LNWU Trust said it plans to build a sickle cell unit following Tyrone's death.
Lorraine said: "I have asked that they don't just train the sickle cell ward but all wards, all staff, because people with sickle cell present on any ward so there's no point having a specialist unit and that's it.
"If they come in and you don't know they have sickle cell and they are placed somewhere else, the same can happen again."
She said her "handsome son" was "very cheerful and jovial, loved life, lived life, travelled a lot – a true creative".
"He was a singer songwriter and making a name for himself," said Lorraine.
"He also made costume jewellery for fashion shoots and wedding parties.

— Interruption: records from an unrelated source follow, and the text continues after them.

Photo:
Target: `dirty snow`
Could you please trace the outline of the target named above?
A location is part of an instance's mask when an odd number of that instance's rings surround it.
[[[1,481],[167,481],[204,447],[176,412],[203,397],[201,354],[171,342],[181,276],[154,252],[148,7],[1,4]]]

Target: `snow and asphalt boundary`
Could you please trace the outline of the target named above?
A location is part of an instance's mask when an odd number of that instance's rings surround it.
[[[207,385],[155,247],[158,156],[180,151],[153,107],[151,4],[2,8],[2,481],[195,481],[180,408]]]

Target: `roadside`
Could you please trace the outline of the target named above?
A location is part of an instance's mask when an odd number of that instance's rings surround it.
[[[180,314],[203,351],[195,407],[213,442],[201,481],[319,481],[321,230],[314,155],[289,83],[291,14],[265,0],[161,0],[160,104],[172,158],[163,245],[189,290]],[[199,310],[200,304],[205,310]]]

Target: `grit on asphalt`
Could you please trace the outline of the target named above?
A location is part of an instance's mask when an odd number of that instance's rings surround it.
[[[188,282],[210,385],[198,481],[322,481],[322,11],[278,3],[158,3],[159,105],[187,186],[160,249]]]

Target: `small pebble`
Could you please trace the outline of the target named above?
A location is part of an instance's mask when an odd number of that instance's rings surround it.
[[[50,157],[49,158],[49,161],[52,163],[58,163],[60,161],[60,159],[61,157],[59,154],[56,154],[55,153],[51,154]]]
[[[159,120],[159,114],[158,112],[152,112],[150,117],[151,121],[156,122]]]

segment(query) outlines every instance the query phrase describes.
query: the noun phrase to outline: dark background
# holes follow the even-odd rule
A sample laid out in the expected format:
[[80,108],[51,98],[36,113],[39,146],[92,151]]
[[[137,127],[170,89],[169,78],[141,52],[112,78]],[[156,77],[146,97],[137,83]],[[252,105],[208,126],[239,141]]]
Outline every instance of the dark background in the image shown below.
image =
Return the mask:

"He had his whole life ahead of him. This shouldn't have happened, he didn't need to die. He was too young to die, this needlessly.
He mustn't die in vain."
She added: "The care in hospital has always been terrible, they don't believe people with sickle cell when they say they are in pain and they leave them in pain but it's never resulted in death before, and for the little ones I would hate for them to follow that same trajectory."
Dr Jon Baker, chief medical officer at LNWU, said: “We offer our sincere condolences and unreserved apologies to Mr Airey’s family.
"We have carried out an internal investigation into the care and treatment Mr Airey received and fully accept that his care fell below the standards we would expect.
“The trust has taken on board all the concerns raised by the coroner along with recommendations, to learn from what has happened to Mr Airey and prevent it from happening again.
“This includes establishing a dedicated sickle cell unit on our haematology ward. In addition, staff have already undertaken significant sickle cell training with improving technical skills on providing pain control and delivering in-depth training with our sickle cell nurse specialist.
“We continue to work on the recommendations provided by the coroner and our trust board will monitor our progress against these requirements.”